Sunday, April 11, 2010

Irrational Fears

Woke up at about 1am with the worst stomach pains of my life. As I lay there in bed trying to figure out why:

a) I ate chocolate that's expiring in 2 weeks. Does that give unexplained stomach pains?
b) I was carrying some pretty hefty groceries yesterday - could have strained an abdominal muscle?
c) I wore some pretty tight jeans yesterday...tight jeans??
d) Am I going to die of some abdominal problem here alone in this house in the middle of nowhere is it all the KFC and Macca's that I've been eating that's given me bowel cancer or something argh!!!!!

Thoughts got crazier and crazier as I lay in bed pondering about my life.

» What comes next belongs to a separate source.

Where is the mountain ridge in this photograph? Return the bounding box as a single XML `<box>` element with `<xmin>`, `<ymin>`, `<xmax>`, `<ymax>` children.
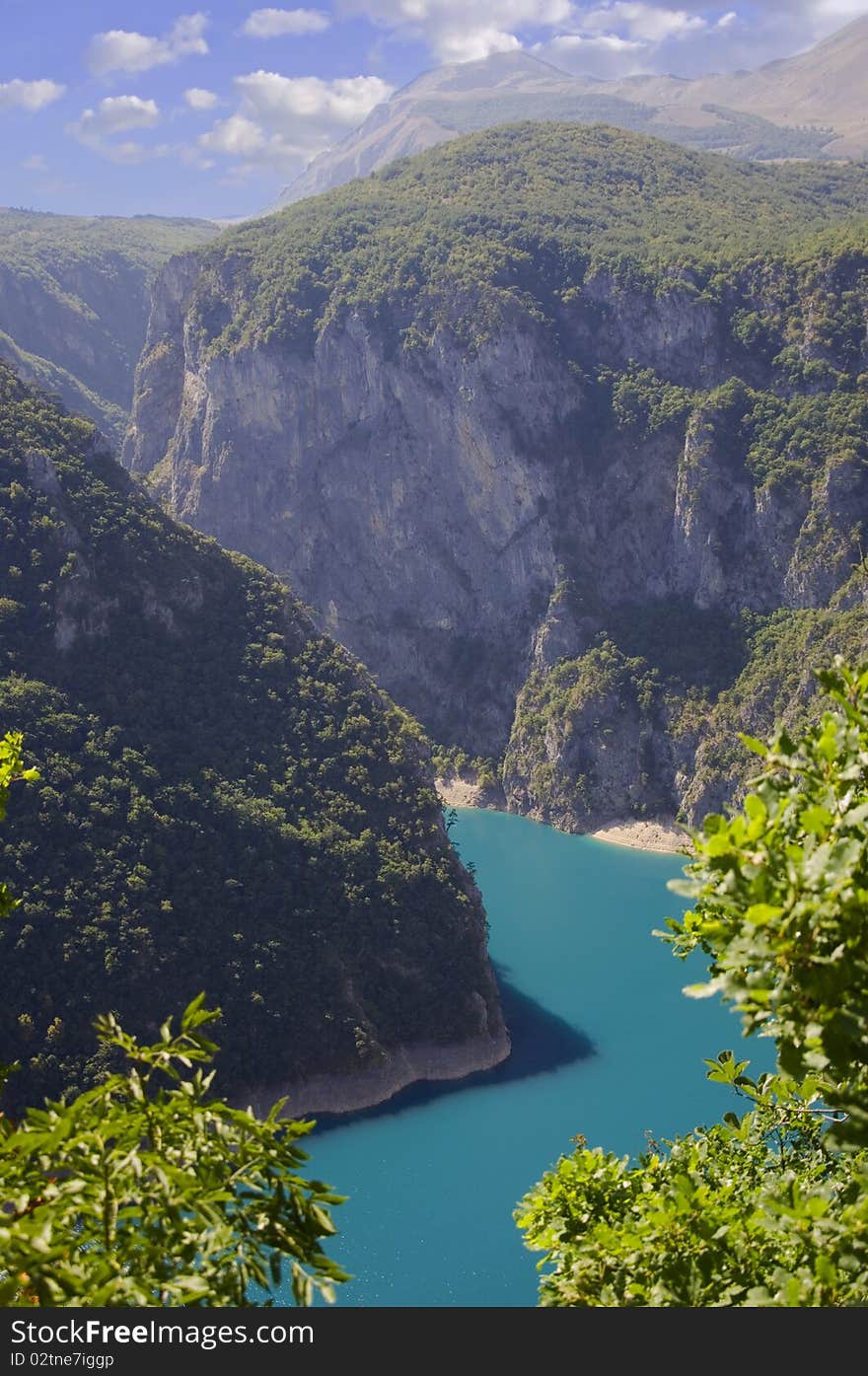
<box><xmin>0</xmin><ymin>365</ymin><xmax>509</xmax><ymax>1114</ymax></box>
<box><xmin>124</xmin><ymin>124</ymin><xmax>868</xmax><ymax>830</ymax></box>
<box><xmin>269</xmin><ymin>15</ymin><xmax>868</xmax><ymax>210</ymax></box>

Considered if I should get medical help and realized it's not like GPs in Benalla are up and about early Sunday morning, and I don't know any GPs, do I?

Then remembered my own father was a GP. Yes, I was going slightly insane.

Anyway, stomach pains eventually eased off and I dozed off and woke up at 11 this morning. Have not slept in that late in a very long while.

That episode made me realize that I'm probably not built to live alone. I don't want to be found dead in my apartment 3 weeks later, with half my face eaten off by Milton. Yes, I'm quoting Bridget Jones.